Désillusions d’un journaliste demandeur d’asile

François Bikindou, journaliste et écrivain, auteur&nbsp;du roman&nbsp;<em>Des rires sur une larme</em>, paru aux éditions L’Harmattan.(Photo : Gervais Nitcheu/RFI)
François Bikindou, journaliste et écrivain, auteur du roman Des rires sur une larme, paru aux éditions L’Harmattan.
(Photo : Gervais Nitcheu/RFI)
Menacé de mort au Congo, son pays d’origine, François Bikindou a trouvé refuge en juillet 2002 en Angleterre. A travers Frédéric, le personnage central de son roman, intitulé Des rires sur une larme, paru en février aux éditions L’Harmattan, l’ancien correspondant de la BBC à Brazzaville décrit son parcours de demandeur d’asile politique en Grande-Bretagne. Un véritable calvaire pour cette ancienne star de la radio, contrainte à la clochardisation.

(Source : L'Harmattan)
(Source : L'Harmattan)

RFI : Pourquoi avez-vous choisi l’Angleterre comme terre d’asile, alors que vous êtes francophone ?

François Bikindou : J’ai choisi ce pays pour deux raisons. Première raison : j’avais longtemps travaillé pour le service mondial de la BBC (British Broadcasting Corporation, ndlr). Donc, j’avais un certain nombre de relations en Angleterre. La deuxième raison : le caractère cosmopolite de Londres. Avant mes problèmes, je m’étais rendu deux fois dans cette ville, et j’avais découvert qu’il était facile de s’intégrer.

RFI : Pourquoi avez-vous choisi de raconter votre histoire de demandeur d’asile en Angleterre sous la forme d’un roman, qui renvoie quand même à la fiction ?

François Bikindou : La fiction me donnait beaucoup de liberté au niveau de l’écriture. Je pouvais très facilement aborder certaines questions délicates et sensibles relatives à la situation politique de mon pays d’origine et aux difficultés des demandeurs d’asile en Grande-Bretagne sans craindre des procès.

RFI : Malgré cette précaution, votre œuvre reste un roman autobiographique.

François Bikindou : Pas tout à fait.
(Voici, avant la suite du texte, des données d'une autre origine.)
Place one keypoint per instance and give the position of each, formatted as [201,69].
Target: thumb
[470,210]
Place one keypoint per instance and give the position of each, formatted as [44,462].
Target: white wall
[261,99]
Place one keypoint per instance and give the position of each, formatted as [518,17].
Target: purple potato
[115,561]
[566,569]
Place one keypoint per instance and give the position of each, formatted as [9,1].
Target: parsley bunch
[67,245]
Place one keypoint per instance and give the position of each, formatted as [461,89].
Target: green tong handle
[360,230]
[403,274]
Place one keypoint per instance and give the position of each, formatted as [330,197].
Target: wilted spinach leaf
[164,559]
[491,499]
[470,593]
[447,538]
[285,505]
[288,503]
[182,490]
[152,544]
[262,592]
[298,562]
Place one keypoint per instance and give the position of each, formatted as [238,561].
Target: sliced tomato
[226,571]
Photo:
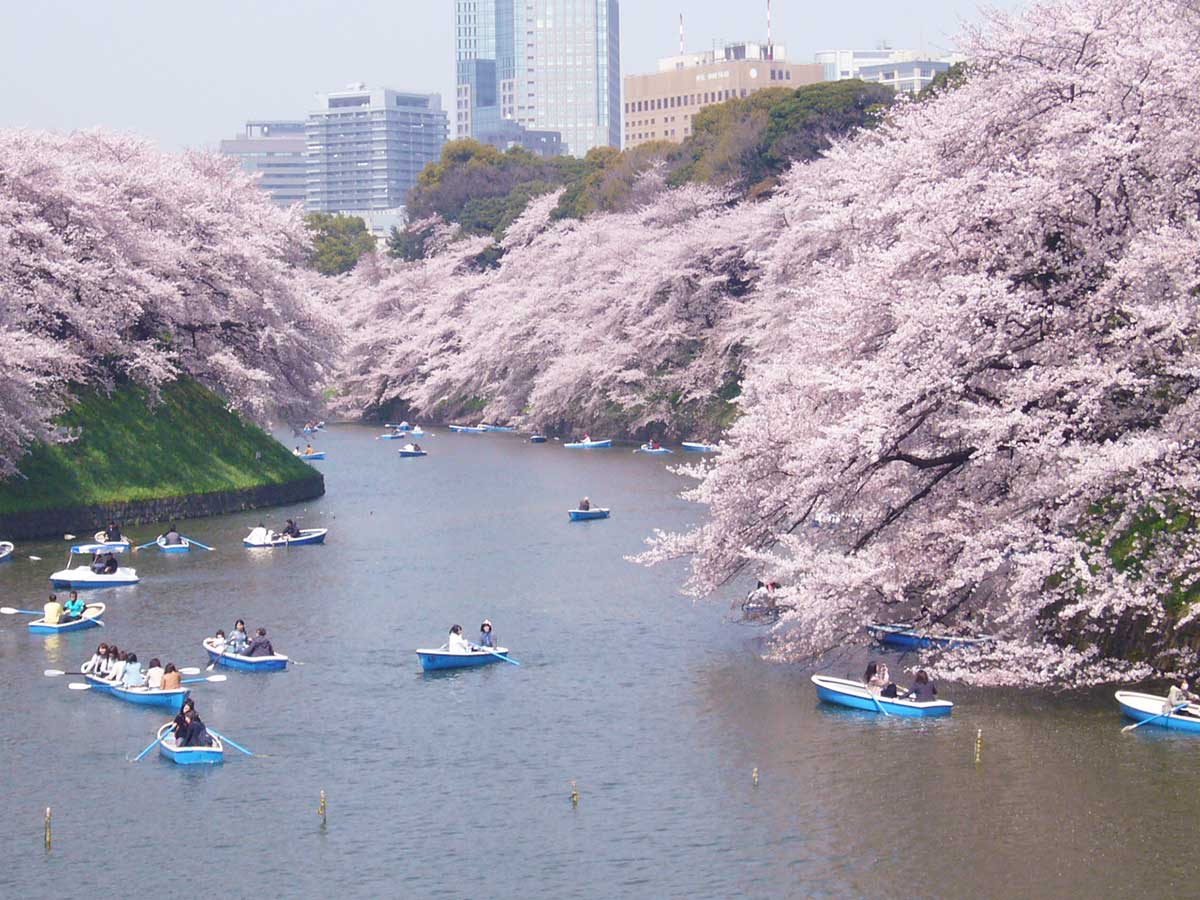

Frédéric – le personnage central du roman, ndlr -, c’est François Bikindou enrichi d’autres apports, notamment des difficultés d’autres demandeurs d’asile politique en Grande-Bretagne. C’est un personnage autonome. Même s’il y a une grande partie de moi dans Frédéric. Comme Frédéric, j’ai été menacé de mort par le président de mon pays, à cause d’une affaire de cassette contenant l’interview d’un chef rebelle opérant dans la région du Pool – région autour de Brazzaville dont François Bikindou est originaire, ndlr. Comme lui, j’ai été contraint de quitter mon pays, en y abandonnant ma femme et mes deux enfants. Mais ce qu’il faut retenir, c’est que Frédéric est le symbole des demandeurs d’asile en Grande-Bretagne.

RFI : Dans quel état d’esprit avez-vous vécu en tant que demandeur d’asile en Grande-Bretagne ?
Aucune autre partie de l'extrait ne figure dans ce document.